Isso foi resultado da atuação de massas de ar quente e seco, levando a níveis térmicos que frequentemente ultrapassaram os 30°C.
Especificamente, o norte e o noroeste de São Paulo, bem como o Triângulo Mineiro, experimentaram uma média de 50 a 70 dias de temperaturas elevadas, com esse período de calor predominando sobretudo em agosto e setembro.
Além das altas temperaturas, o Brasil enfrentou ondas de calor extremas durante a estação que deveria ser fria. Algumas cidades registraram leituras de termômetros chegando a impressionantes 40°C.
(Imagem: divulgação)
Isso representou um aumento significativo em relação à média climática histórica, com índices térmicos excedendo em 1,5°C os valores tradicionalmente observados para a estação.
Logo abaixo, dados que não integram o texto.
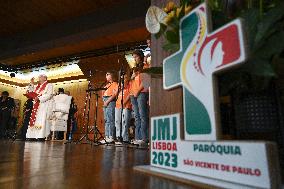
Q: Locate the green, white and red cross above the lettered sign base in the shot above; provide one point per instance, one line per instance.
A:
(201, 55)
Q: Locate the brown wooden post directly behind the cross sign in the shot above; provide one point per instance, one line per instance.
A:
(162, 102)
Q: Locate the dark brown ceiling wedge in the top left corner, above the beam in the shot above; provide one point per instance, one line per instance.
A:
(28, 15)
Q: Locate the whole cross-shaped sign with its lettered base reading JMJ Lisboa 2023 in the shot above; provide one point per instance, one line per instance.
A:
(194, 152)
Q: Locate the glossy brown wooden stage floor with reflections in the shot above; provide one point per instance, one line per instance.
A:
(52, 165)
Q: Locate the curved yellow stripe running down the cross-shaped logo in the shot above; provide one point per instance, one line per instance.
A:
(192, 50)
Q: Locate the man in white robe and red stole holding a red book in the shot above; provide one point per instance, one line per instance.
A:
(39, 126)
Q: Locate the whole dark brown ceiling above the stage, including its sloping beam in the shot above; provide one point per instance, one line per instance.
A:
(35, 30)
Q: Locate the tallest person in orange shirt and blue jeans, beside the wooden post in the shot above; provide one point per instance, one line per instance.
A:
(139, 99)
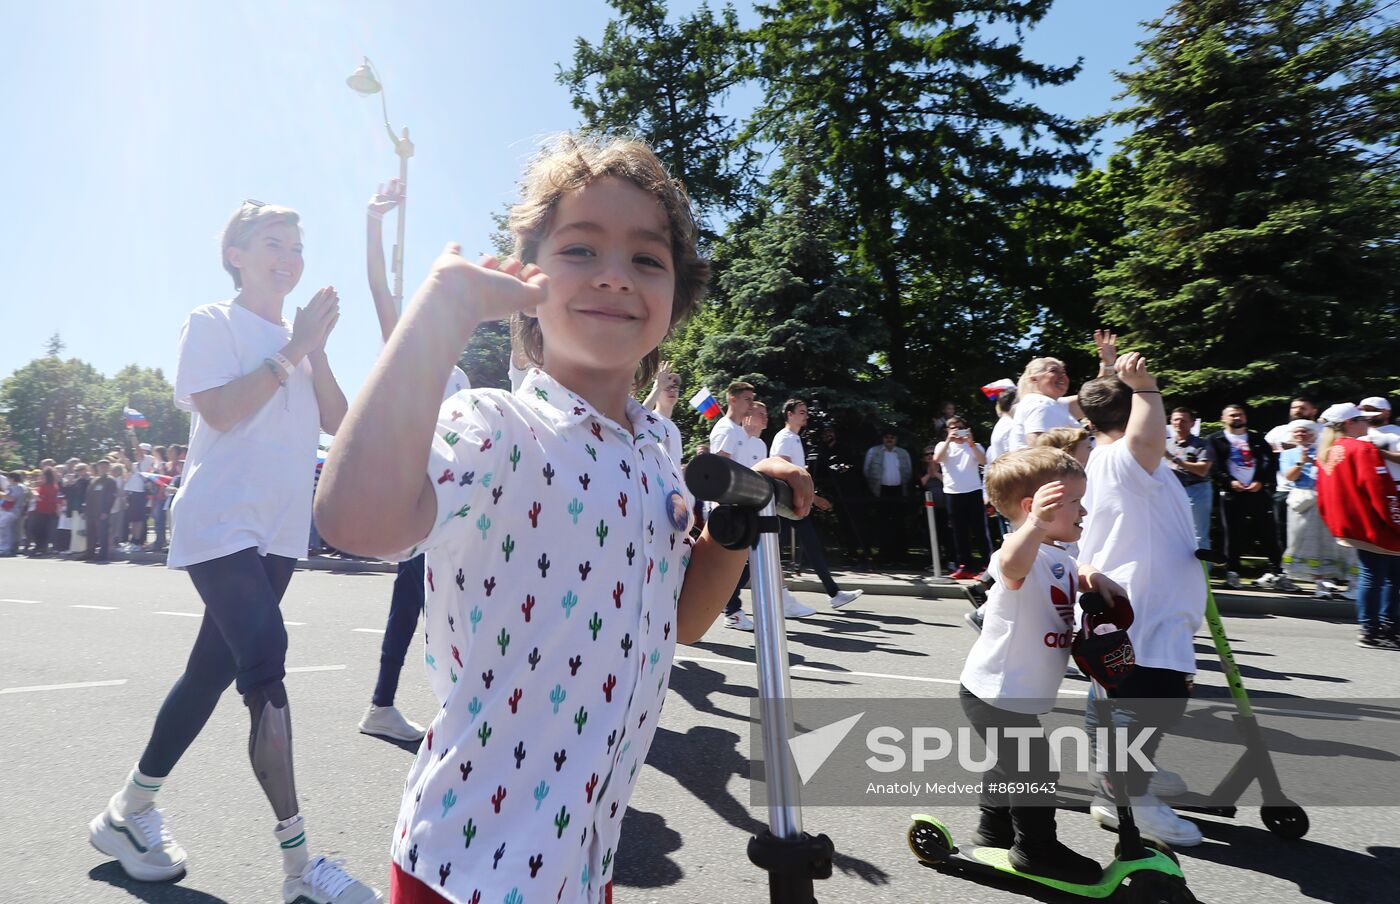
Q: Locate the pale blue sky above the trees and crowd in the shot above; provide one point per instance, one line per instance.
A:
(136, 128)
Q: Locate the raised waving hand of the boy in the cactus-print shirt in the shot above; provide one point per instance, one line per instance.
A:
(488, 290)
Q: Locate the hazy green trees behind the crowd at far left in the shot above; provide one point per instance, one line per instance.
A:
(61, 409)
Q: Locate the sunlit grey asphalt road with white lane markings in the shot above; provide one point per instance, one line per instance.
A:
(87, 654)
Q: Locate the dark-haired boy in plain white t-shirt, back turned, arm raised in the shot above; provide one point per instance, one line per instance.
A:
(1139, 531)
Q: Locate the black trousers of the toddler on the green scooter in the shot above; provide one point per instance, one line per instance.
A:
(1032, 814)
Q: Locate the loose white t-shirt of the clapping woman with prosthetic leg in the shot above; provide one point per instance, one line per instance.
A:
(250, 486)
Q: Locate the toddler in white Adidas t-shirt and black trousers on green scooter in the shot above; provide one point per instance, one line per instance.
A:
(1016, 668)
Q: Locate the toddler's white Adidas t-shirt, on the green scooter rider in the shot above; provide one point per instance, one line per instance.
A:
(1020, 657)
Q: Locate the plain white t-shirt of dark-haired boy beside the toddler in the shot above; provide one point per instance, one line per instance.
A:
(1139, 531)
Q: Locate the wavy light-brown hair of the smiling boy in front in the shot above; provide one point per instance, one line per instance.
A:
(569, 163)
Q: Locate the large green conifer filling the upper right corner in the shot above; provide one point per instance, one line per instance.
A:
(1259, 254)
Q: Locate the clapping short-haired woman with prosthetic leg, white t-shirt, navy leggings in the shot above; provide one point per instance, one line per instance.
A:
(260, 393)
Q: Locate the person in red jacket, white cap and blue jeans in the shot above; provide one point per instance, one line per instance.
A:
(1361, 507)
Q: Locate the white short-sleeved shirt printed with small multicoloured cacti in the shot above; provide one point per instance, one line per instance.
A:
(554, 576)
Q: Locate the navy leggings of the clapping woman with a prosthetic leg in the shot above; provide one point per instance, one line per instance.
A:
(241, 642)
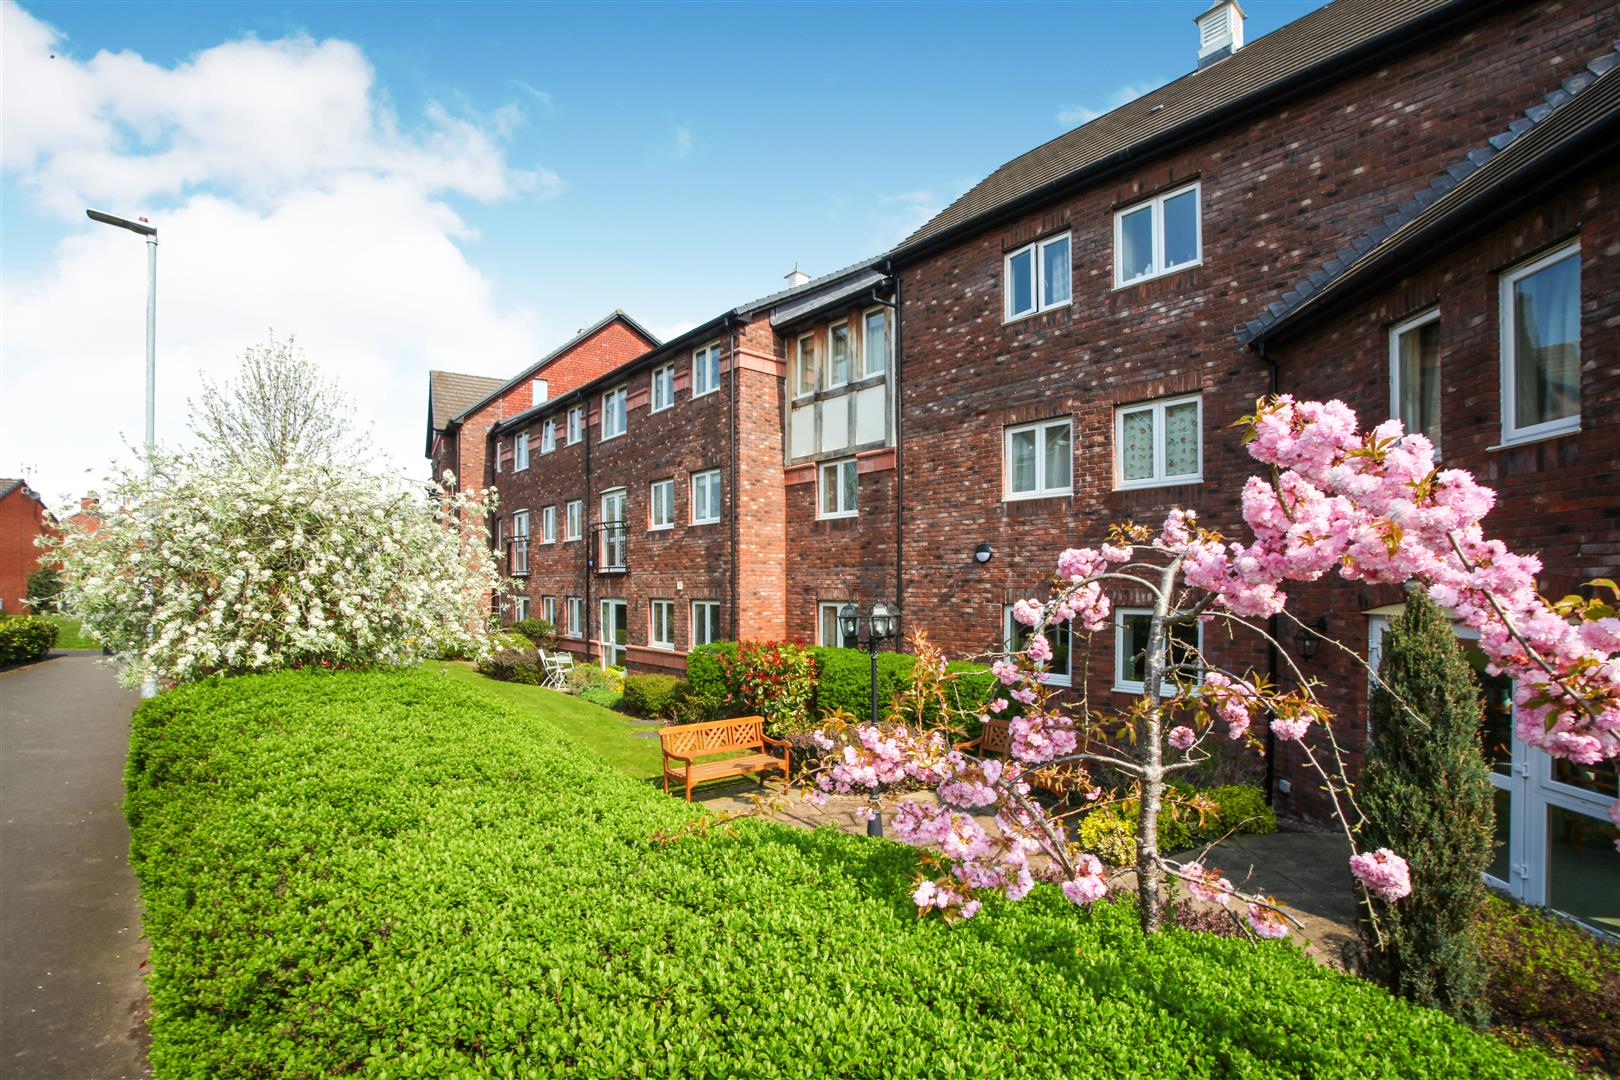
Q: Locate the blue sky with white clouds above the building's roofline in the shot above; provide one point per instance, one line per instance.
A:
(665, 159)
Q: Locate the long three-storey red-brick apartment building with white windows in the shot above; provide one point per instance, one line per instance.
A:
(1410, 205)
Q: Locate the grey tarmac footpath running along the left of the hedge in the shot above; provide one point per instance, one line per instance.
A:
(74, 998)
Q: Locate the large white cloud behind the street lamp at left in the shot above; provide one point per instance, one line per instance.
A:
(286, 197)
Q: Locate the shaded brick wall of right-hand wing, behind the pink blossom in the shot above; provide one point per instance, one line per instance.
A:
(1556, 498)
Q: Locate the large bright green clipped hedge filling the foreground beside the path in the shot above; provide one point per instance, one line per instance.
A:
(396, 874)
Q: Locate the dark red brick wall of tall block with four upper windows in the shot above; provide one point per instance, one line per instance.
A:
(1281, 195)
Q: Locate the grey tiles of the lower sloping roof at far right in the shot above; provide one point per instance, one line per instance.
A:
(1579, 109)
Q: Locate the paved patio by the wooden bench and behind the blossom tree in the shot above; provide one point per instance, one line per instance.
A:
(1307, 872)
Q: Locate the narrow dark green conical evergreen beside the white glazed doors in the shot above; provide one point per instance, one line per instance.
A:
(1426, 794)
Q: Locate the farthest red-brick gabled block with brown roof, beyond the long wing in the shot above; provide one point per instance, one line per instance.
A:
(464, 409)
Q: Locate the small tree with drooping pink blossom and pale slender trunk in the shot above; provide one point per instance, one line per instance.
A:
(1370, 506)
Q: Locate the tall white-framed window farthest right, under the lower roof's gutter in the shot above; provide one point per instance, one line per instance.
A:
(1541, 347)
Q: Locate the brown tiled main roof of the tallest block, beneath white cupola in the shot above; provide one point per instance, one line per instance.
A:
(1308, 53)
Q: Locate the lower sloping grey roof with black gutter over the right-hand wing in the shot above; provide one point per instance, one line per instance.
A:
(1577, 122)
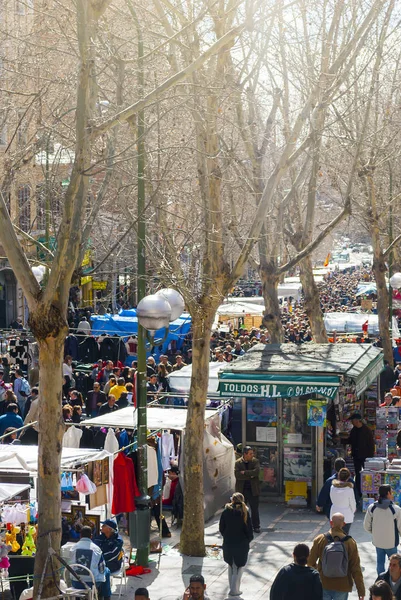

Desde o início do inverno, as previsões apontavam dias quentes no Brasil. Essa tendência era atribuída à presença do fenômeno El Niño, que dificulta a entrada de frentes frias no país.
Como resultado, o inverno se caracterizou por temperaturas acima do considerado normal para a estação, acompanhadas por uma menor incidência de chuvas.
Vale ressaltar que, embora o El Niño não esteja diretamente relacionado ao aquecimento global, pesquisadores afirmam que as mudanças climáticas contribuem para intensificar a elevação de temperaturas atmosféricas.